Well, I did it again. I held on to all of our waste for an entire month. I wanted to measure the impact of our efforts. We haven’t finished yet. There is still so much more to do, but I wanted to know where we stand at this moment.

Again, I didn’t keep all waste. For instance, I didn’t hold on to food leftovers, Q-tips, kitchen towel, tissues and well… toilet paper.


Furthermore, this is just a snapshot, rather than an average. Different seasons produce different waste and sometimes you go through unusual circumstances such as exam periods, lots of work in the office, preparing for holidays and renovations. These periods can come with more waste, just because, for instance, buying ready meals is more convenient than having to cook for yourself!

While I was collecting waste and saw this amount of plastic growing every day, I didn’t expect the impact of our efforts to be as big as they were.

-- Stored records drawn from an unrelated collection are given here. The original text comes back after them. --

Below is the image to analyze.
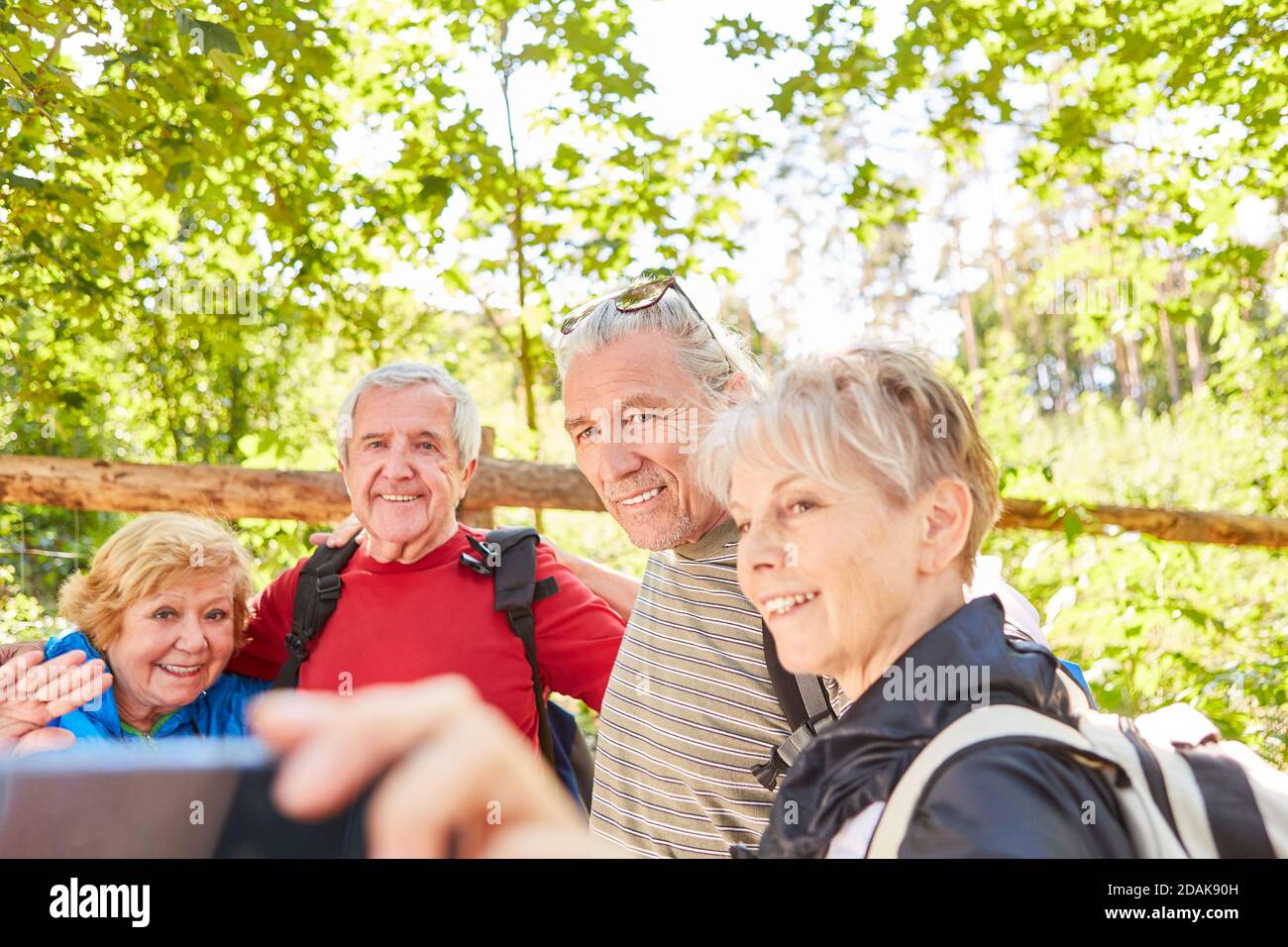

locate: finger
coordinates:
[28,657,107,703]
[13,727,76,756]
[0,642,46,668]
[252,676,480,819]
[368,704,585,858]
[38,661,112,721]
[18,651,87,699]
[246,690,343,754]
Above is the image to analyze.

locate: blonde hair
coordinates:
[58,513,253,650]
[697,346,1001,582]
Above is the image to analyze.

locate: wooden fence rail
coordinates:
[0,455,1288,549]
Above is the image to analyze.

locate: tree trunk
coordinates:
[1158,309,1181,404]
[1124,333,1145,408]
[1185,318,1207,394]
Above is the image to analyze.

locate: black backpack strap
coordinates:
[273,536,358,689]
[461,526,559,766]
[751,622,836,791]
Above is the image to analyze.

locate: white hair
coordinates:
[695,346,1001,582]
[335,362,483,471]
[554,288,765,399]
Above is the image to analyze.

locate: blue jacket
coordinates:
[46,630,271,741]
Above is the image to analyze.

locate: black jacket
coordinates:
[760,596,1132,858]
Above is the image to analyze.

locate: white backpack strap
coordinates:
[868,703,1099,858]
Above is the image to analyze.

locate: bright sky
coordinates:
[64,0,1274,355]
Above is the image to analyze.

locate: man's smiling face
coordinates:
[340,382,476,562]
[563,331,725,550]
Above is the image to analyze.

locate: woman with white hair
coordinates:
[700,347,1132,858]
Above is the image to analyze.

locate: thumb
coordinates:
[13,727,76,756]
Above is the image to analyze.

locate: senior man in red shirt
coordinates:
[228,362,625,743]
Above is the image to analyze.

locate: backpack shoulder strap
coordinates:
[751,621,836,791]
[868,704,1102,858]
[461,526,559,764]
[273,536,358,689]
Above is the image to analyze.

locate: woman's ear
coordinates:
[917,476,975,575]
[722,371,751,406]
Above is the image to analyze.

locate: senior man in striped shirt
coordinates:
[555,277,1040,857]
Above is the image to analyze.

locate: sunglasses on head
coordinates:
[559,273,716,339]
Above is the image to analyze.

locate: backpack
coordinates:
[867,703,1288,858]
[273,527,593,810]
[751,621,836,792]
[751,621,1094,792]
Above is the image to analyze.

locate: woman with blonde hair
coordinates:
[0,513,268,751]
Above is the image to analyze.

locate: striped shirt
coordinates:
[591,520,838,857]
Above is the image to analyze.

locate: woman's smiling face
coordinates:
[729,462,918,678]
[104,569,235,730]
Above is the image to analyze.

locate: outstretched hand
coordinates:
[0,648,112,755]
[249,677,619,858]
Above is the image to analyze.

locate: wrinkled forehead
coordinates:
[138,569,237,604]
[563,333,702,420]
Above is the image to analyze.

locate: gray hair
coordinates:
[335,362,483,471]
[695,346,1001,582]
[554,290,765,401]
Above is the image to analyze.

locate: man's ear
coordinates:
[917,476,975,575]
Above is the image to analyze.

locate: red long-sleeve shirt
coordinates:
[228,526,625,741]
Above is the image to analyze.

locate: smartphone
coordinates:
[0,737,366,858]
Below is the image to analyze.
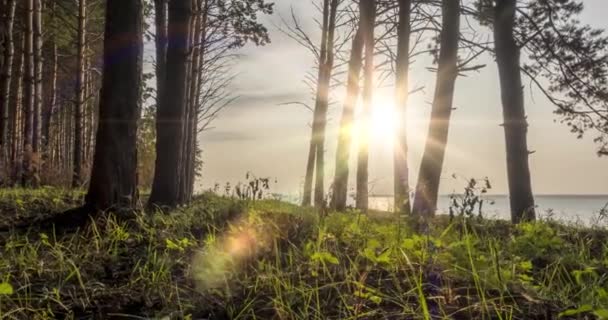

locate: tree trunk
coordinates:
[72,0,87,188]
[393,0,412,215]
[494,0,535,223]
[8,32,25,182]
[332,22,363,211]
[356,0,376,212]
[302,0,330,206]
[42,22,58,147]
[183,1,207,202]
[0,0,16,179]
[86,0,143,210]
[31,0,43,187]
[154,0,167,108]
[21,0,35,187]
[413,0,460,217]
[149,0,192,207]
[315,0,339,208]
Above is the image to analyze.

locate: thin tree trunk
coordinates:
[21,0,35,187]
[154,0,167,108]
[9,32,25,182]
[393,0,412,215]
[413,0,460,218]
[42,22,58,150]
[149,0,192,207]
[332,22,363,211]
[494,0,535,223]
[0,0,16,179]
[72,0,87,188]
[86,0,143,210]
[315,0,339,208]
[31,0,43,187]
[183,1,206,202]
[356,0,376,211]
[302,0,330,206]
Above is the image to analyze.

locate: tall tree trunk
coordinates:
[86,0,143,210]
[149,0,192,206]
[0,0,16,178]
[356,0,376,211]
[494,0,535,223]
[42,25,58,147]
[72,0,87,188]
[413,0,460,217]
[183,0,206,202]
[332,23,363,211]
[314,0,339,208]
[8,32,25,182]
[41,1,58,150]
[393,0,412,215]
[21,0,35,187]
[31,0,43,187]
[302,0,331,206]
[154,0,167,108]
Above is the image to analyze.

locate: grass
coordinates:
[0,189,608,319]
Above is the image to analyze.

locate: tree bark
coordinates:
[149,0,192,207]
[494,0,536,223]
[72,0,87,188]
[86,0,143,210]
[8,32,25,182]
[393,0,412,215]
[332,22,363,211]
[154,0,167,108]
[355,0,376,212]
[31,0,43,187]
[0,0,16,178]
[21,0,35,187]
[315,0,339,208]
[42,20,58,147]
[412,0,460,218]
[302,0,331,206]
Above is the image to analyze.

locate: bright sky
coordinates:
[200,0,608,194]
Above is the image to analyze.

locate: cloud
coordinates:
[234,92,311,107]
[201,130,256,142]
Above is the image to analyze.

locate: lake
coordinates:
[369,195,608,224]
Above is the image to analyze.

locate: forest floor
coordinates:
[0,189,608,319]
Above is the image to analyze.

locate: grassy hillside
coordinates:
[0,189,608,319]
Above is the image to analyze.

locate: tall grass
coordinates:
[0,190,608,319]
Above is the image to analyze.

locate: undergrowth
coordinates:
[0,189,608,319]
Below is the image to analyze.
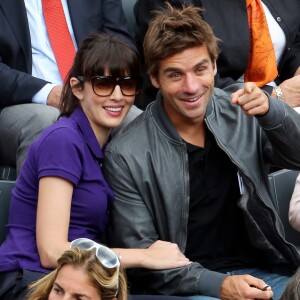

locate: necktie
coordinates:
[42,0,75,80]
[245,0,278,87]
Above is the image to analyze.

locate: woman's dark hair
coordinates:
[60,33,141,117]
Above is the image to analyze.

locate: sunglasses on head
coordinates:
[77,76,141,97]
[70,238,120,297]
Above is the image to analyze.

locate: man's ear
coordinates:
[70,77,83,100]
[149,74,160,89]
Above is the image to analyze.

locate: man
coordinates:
[104,6,300,300]
[134,0,300,107]
[0,0,141,173]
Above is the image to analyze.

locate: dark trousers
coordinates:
[0,270,45,300]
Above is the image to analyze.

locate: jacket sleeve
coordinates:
[279,25,300,81]
[103,145,227,297]
[0,57,47,108]
[289,175,300,231]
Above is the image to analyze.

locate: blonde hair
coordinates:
[27,247,127,300]
[143,2,219,77]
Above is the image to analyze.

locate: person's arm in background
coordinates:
[272,25,300,107]
[289,175,300,231]
[0,1,61,107]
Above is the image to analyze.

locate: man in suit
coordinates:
[0,0,139,173]
[135,0,300,107]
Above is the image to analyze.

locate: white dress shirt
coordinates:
[24,0,78,104]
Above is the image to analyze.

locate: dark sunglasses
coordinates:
[77,76,141,97]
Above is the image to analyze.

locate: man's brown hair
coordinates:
[144,3,219,76]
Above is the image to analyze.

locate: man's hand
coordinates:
[271,75,300,107]
[231,82,269,116]
[220,275,273,300]
[47,85,63,108]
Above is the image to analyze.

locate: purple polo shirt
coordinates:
[0,108,113,272]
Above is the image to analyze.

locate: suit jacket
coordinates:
[135,0,300,95]
[0,0,134,107]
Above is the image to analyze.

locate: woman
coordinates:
[0,34,189,300]
[28,247,127,300]
[289,175,300,232]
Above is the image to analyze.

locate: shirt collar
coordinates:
[70,108,104,160]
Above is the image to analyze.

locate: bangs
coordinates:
[83,37,141,77]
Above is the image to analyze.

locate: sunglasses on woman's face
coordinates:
[78,76,141,97]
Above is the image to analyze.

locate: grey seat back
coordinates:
[0,180,15,244]
[269,169,300,247]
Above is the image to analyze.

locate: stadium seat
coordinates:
[269,169,300,248]
[0,180,15,244]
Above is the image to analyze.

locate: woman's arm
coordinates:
[112,240,190,270]
[36,177,73,269]
[289,174,300,231]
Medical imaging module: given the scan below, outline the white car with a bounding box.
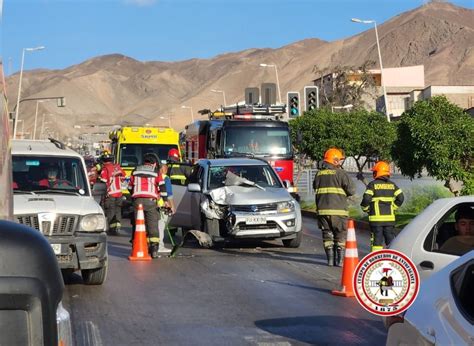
[12,140,108,285]
[389,196,474,281]
[387,251,474,346]
[171,158,302,248]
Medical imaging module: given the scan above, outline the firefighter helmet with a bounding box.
[168,148,179,162]
[100,150,113,162]
[372,161,390,179]
[324,148,344,165]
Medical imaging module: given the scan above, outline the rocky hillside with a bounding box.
[7,3,474,139]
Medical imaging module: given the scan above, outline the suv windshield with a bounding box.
[13,155,88,194]
[224,126,291,156]
[208,165,282,190]
[119,144,178,167]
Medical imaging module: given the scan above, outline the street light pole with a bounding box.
[351,18,390,122]
[13,46,45,139]
[181,106,194,122]
[33,100,43,139]
[260,64,281,104]
[211,89,227,107]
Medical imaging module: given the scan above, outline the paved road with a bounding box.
[64,218,386,345]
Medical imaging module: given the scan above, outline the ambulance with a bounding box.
[109,126,179,216]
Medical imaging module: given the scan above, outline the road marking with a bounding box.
[78,321,103,346]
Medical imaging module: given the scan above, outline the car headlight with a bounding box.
[56,302,73,346]
[277,201,295,213]
[81,214,105,232]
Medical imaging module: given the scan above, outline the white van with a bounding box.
[12,139,107,285]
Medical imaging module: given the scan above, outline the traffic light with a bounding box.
[304,86,319,112]
[287,91,300,118]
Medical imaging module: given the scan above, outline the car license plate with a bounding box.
[51,244,61,255]
[245,216,267,225]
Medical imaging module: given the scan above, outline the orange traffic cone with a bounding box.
[128,204,151,261]
[332,219,359,297]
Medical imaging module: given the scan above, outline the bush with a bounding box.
[399,185,453,214]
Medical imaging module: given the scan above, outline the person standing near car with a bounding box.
[158,161,175,253]
[168,148,191,185]
[129,153,168,258]
[313,148,355,267]
[360,161,404,251]
[100,153,125,235]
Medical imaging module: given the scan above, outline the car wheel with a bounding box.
[81,262,107,285]
[282,231,303,248]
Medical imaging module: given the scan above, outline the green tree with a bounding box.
[392,96,474,194]
[290,108,396,184]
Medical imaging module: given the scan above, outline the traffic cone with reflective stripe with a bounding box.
[331,220,359,297]
[128,204,151,261]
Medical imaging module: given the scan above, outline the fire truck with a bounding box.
[181,104,298,198]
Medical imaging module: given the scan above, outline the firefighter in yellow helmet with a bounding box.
[360,161,404,251]
[313,148,355,266]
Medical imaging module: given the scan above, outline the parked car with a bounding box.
[171,158,302,247]
[387,251,474,345]
[389,196,474,280]
[12,139,108,285]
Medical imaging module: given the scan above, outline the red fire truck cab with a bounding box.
[182,108,298,199]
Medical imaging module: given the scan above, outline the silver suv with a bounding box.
[171,158,302,247]
[12,140,107,285]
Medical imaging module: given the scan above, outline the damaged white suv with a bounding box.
[171,158,302,247]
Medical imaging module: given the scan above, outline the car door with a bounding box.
[170,165,202,229]
[411,203,474,280]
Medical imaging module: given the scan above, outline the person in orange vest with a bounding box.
[360,161,404,251]
[100,153,125,235]
[128,153,168,258]
[313,148,356,267]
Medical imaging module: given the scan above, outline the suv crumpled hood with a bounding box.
[209,186,292,205]
[13,194,103,215]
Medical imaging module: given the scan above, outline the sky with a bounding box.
[0,0,474,75]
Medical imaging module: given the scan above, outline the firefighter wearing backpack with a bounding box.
[313,148,355,267]
[360,161,404,251]
[100,153,125,235]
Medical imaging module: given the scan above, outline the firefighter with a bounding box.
[129,153,167,258]
[158,161,175,253]
[100,153,125,235]
[168,148,189,185]
[313,148,355,267]
[360,161,404,251]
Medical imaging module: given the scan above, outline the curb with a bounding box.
[301,209,370,232]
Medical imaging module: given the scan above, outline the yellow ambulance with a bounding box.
[109,126,179,216]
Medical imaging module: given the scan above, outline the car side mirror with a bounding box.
[188,183,201,192]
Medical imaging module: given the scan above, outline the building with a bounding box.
[313,65,425,117]
[313,65,474,118]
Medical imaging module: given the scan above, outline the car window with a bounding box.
[451,261,474,324]
[424,203,474,256]
[208,165,281,190]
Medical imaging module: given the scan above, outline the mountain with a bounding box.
[7,2,474,139]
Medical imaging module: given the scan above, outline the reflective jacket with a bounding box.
[129,165,167,201]
[360,177,404,226]
[313,162,355,216]
[100,162,125,197]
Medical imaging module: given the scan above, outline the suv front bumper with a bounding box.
[46,232,107,270]
[227,212,300,239]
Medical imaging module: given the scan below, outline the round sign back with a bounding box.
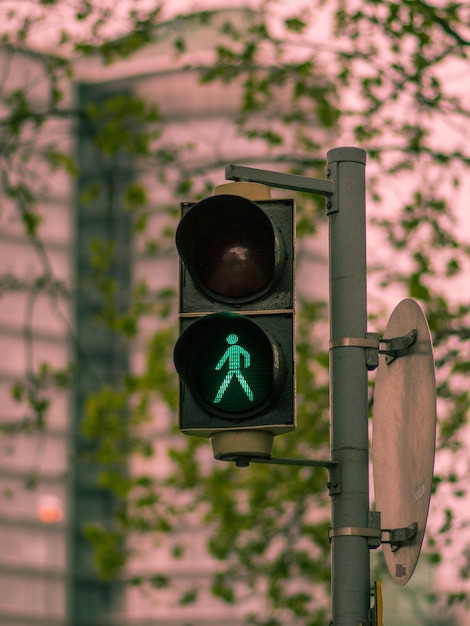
[372,299,436,585]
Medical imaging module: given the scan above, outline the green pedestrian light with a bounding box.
[174,185,295,456]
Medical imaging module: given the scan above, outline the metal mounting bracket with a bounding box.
[328,511,418,552]
[330,333,379,371]
[330,328,418,371]
[229,455,341,496]
[379,328,418,365]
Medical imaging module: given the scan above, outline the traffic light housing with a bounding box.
[174,183,295,456]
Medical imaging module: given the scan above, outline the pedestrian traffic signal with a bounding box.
[174,183,295,456]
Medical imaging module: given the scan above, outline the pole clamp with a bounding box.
[330,333,380,371]
[330,328,418,371]
[328,511,418,552]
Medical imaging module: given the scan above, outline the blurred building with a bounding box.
[0,4,464,626]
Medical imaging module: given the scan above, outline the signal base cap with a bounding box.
[211,430,274,461]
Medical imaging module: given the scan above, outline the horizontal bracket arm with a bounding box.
[225,165,334,196]
[226,455,341,495]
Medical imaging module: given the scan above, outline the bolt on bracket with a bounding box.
[379,328,418,365]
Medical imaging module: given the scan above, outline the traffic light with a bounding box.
[174,183,295,452]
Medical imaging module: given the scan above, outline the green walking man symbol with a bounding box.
[214,333,254,404]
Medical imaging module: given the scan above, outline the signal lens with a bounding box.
[176,195,278,302]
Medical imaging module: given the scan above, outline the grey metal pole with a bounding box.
[327,148,370,626]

If you want to know what exactly we did and you don’t want to read all the blogposts again, there is a bullet point list of things you can do at the end of this blogpost.

OK, here we go:


2017 kg/month
2019 kg/month
Difference in percentage




Cardboard and paper
9.28
2.2
-76.29
of which unsolicited mail
3.1
0
-100.00
plastic
3.7
0.8
-78.38
food packaging
1.6
0.5
-68.75
bottles
2.1
0
-100.00
drink cartons
0.7
0.39
-44.29
Cans
2.8
0.09
-96.79
coffee pods
0.34
0
-100.00
Other
0.3
0.5
66.67
Total
17.12
3.98
-76.75

This time, all of our unrecyclable waste of one month fitted into one (1!) 45 gram bin bag. That is 540 grams/year (12 bin bags) instead of 2,340 grams (52 bin bags).

So this is the result of what exactly?

·         Food leftovers are kept out of the bin and are being composted;
·         We have tackled and will keep tackling all unsolicited mail;
·       We don’t buy bottled water anymore. We filter tap water with carbon sticks and we bought a soda stream for soda water;
·         We don’t buy fruit and vegetables in plastic anymore; meat and fish remain a challenge;
·       We squeeze our own fruit juice and fill our own glass bottles at the milk truck every week. In January the truck didn’t show up. That’s why there were still some drink cartons in the statistics. I am looking for a second milk provider;
·         We stopped using coffee pods, at home and in the office (just me);
·       We don’t buy beer cans anymore. We buy beer in glass bottles and take the empties back to the shop.


The two cans in the January statistics are cans I found on my doorstep. They were in fact not ours. I also used 2 cans of corn, which I normally buy in a glass jar, but they were not available when I needed them. Well, I say “needed”. We mostly only think we “need” stuff. Very often this  is actually just “want now”. I could have made something else instead.

So step by step, over a period of 16 months, we have managed to reduce our waste by more than 75%.

And there is still so much more that we can do. I am being fed ideas by people who read my blog - thanks for that! You know who you are.